Winter 2016

A Cautionary Tale About the Notes of James Madison

Since their publication in 1840, James Madison’s notes on the framing of the Constitution have been seen as a reliable, real-time account of the 1787 Constitutional Convention. That will surely change thanks to Madison’s Hand (Harvard), a groundbreaking new study by Professor Mary Bilder, which reveals for the first time how thoroughly Madison revised the notes between the Convention and his death, in 1836. “Everyone—historians, political scientists, lawyers, judges—has used the revised text as if it were written in the summer of 1787, and the book makes it very difficult to do that from now on,” says Bilder.

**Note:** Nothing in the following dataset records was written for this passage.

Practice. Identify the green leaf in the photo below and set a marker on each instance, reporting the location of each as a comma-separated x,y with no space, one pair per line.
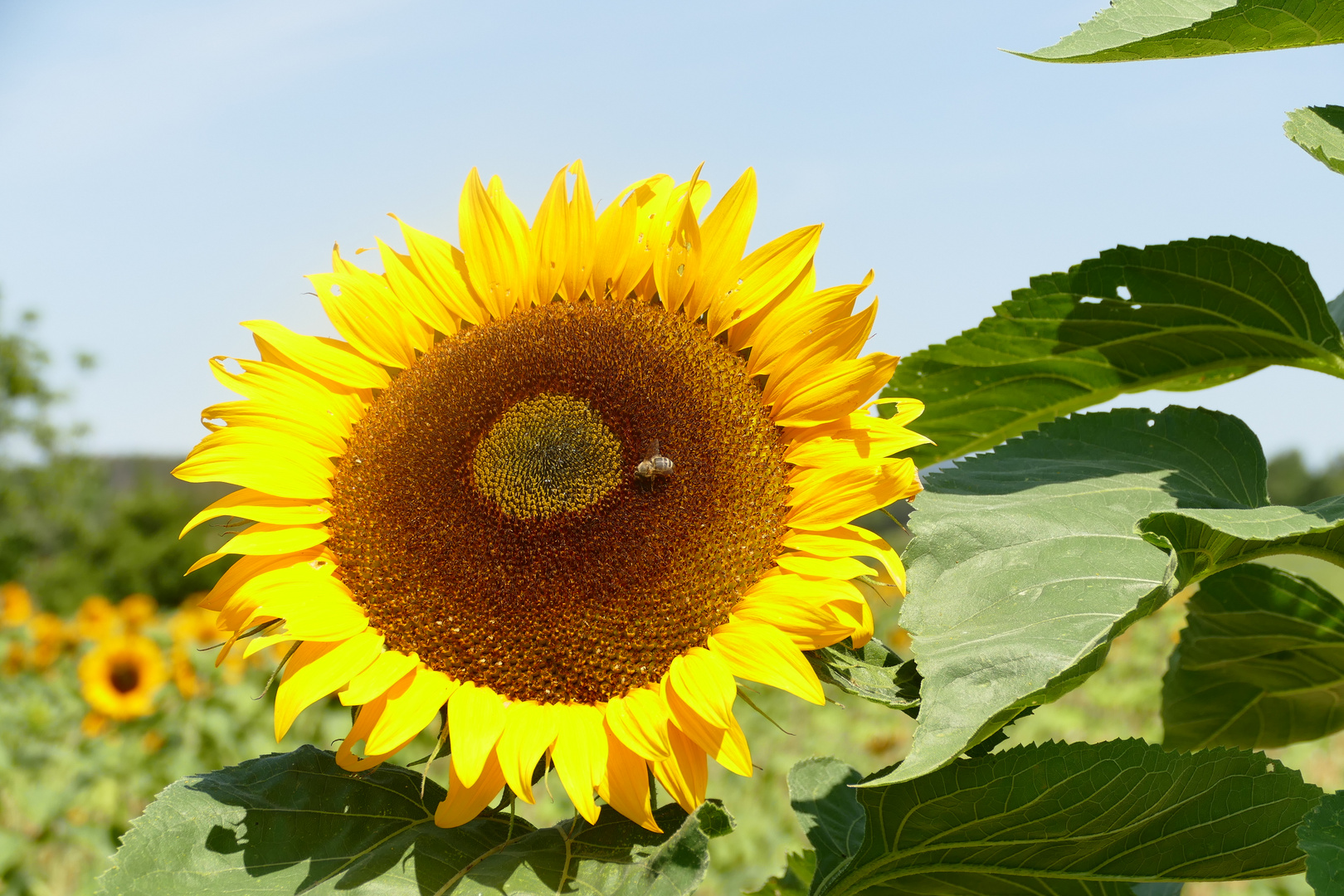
1132,30
1259,664
874,674
1319,130
1050,818
1322,837
1198,314
821,794
297,824
1029,561
796,879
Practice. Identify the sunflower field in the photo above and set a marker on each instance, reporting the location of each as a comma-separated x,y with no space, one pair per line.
602,555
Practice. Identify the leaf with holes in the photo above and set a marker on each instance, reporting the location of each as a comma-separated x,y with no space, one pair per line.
1029,561
1198,314
1320,132
297,824
1322,837
1132,30
1259,664
875,672
1079,818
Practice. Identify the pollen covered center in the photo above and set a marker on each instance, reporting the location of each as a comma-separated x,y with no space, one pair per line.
544,455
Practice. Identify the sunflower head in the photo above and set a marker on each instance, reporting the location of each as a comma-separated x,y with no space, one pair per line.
569,480
121,674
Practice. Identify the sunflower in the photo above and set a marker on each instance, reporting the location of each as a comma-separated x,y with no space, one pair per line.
121,674
562,484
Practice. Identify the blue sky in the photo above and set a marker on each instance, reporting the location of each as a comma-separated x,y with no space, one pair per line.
168,168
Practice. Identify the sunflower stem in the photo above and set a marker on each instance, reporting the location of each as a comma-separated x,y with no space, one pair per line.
269,681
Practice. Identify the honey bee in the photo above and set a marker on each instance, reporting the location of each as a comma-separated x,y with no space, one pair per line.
654,464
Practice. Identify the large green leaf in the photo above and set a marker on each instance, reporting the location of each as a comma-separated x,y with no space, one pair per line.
1132,30
1322,837
1198,314
1319,130
1259,664
297,824
1077,818
1030,559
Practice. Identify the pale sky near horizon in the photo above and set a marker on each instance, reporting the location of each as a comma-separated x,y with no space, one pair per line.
168,169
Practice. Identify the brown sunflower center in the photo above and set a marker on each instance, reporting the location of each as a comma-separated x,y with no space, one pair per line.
491,514
124,676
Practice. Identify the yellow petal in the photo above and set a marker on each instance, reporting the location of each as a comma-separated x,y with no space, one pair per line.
257,458
640,720
411,704
830,567
793,319
762,275
851,542
830,499
366,312
580,754
687,774
760,652
496,257
835,342
319,668
463,804
329,359
373,683
678,250
251,504
706,684
626,783
414,293
832,390
528,733
475,723
442,268
724,238
728,746
851,441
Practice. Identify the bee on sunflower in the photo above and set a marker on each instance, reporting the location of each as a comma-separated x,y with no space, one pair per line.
450,512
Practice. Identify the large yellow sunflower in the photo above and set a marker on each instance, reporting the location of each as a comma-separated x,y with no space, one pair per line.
569,481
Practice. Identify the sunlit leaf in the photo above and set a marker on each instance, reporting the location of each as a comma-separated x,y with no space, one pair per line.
1132,30
1029,561
297,824
1077,818
1259,664
1322,837
1198,314
1319,130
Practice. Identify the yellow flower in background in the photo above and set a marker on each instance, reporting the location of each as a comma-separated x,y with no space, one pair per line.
136,610
121,674
95,618
15,603
570,480
50,635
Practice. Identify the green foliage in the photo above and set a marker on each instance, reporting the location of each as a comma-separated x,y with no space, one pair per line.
1114,811
873,672
1320,132
77,525
1322,837
1198,314
1030,559
1261,664
279,825
1291,483
1133,30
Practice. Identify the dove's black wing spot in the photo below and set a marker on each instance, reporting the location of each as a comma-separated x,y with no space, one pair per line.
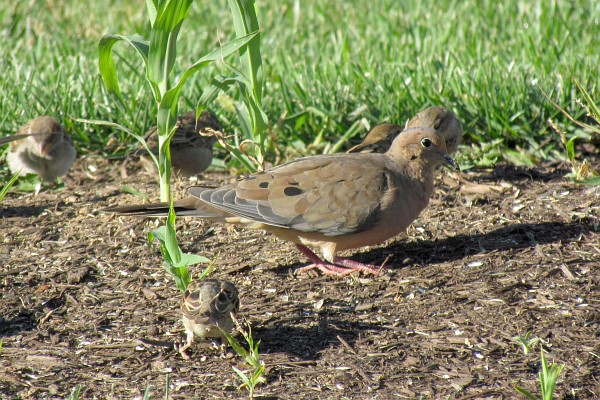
292,191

BCWin16_D_InBrief_Bilder_02Indeed, Madison’s Hand has garnered considerable attention in academia and the press and won a “book the year” nod from Legal Theory blogger Laurence Solum, for its revelatory thesis.

For her research, Bilder sought out Madison’s original manuscript, housed in the Library of Congress. What she found was a document with numerous changes—cross-outs, interpolated sentences, new text added on slips of paper that appear to have been pinned to the original. Comparing the notes with other delegates’ accounts, she realized that, while some revisions make the notes more accurate, others blur events to serve the future president’s political ends. (Madison wavered over publishing the notes during his political career.)

Many revisions to the notes hide Madison’s anger and annoyance with other Convention delegates, emotions that would have jumped off the pages of the unrevised version. Thus, “demagogue,” a term he used liberally, becomes “leading partisan,” and a delegate’s cockeyed reasoning becomes “able and close reasoning” that didn’t always, however, “accord with itself.”

Bilder urges special caution when it comes to the notes on Madison’s own speeches. Several appear on separate pages, in versions that Madison likely composed in 1789, she says. Some speeches, as revised, make Madison—by then a prominent member of Jefferson’s new Republican Party, which championed states’ rights—seem less a proponent of a powerful central government than he was at the Convention. In another speech, probably never given, Madison bitterly opposes the slave trade. In fact, while uneasy about slavery, he owned slaves and used slavery for leverage at the Convention, whipping up southern delegates’ fears that a new Constitution that empowered small states would also empower abolitionists.

Madison was “not far removed from folks like Karl Rove and George Stephanopoulos—the crowd that ends up on Sunday morning TV versus someone who might be interested in theoretical notions of the Good.”

Beyond the distortions introduced by latter-day revisions, the notes narrowly reflect their author’s interests. Madison was “not far removed,” says Bilder, “from folks like Karl Rove and George Stephanopoulos—the crowd that ends up on Sunday morning TV versus someone who might be interested in theoretical notions of the Good.” And since political deals most often get done in the legislature, the notes focus on debates about that branch, saying less about the executive and even less about the judiciary.

A final reason to tread carefully when reading the notes is that Madison was making changes even as he wrote them. Bilder theorizes that he used a set of “rough notes,” taken on the Convention floor, to compose a more coherent and grammatical text, if not an entirely accurate one, during breaks from the Convention. She points to his habit of translating speeches into language that sounded like his own rather than the speakers’. “He thought through problems as he wrote,” she says, “so how he wrote things down is a step removed from how they probably said them.”

Madison’s Hand is already being noticed by historians—one historian has called it “eye-opening,” while another calls it “the definitive study” of Madison’s notes—but it also has implications for law, casting doubt on the idea that the Framers’ intent can be divined by 21st century jurists. “If original understandings of the Convention existed, we cannot retrieve them,” as Bilder writes in her concluding chapter. “Indeed, hours after the Convention ended for the day, Madison could no longer recover it precisely for himself.”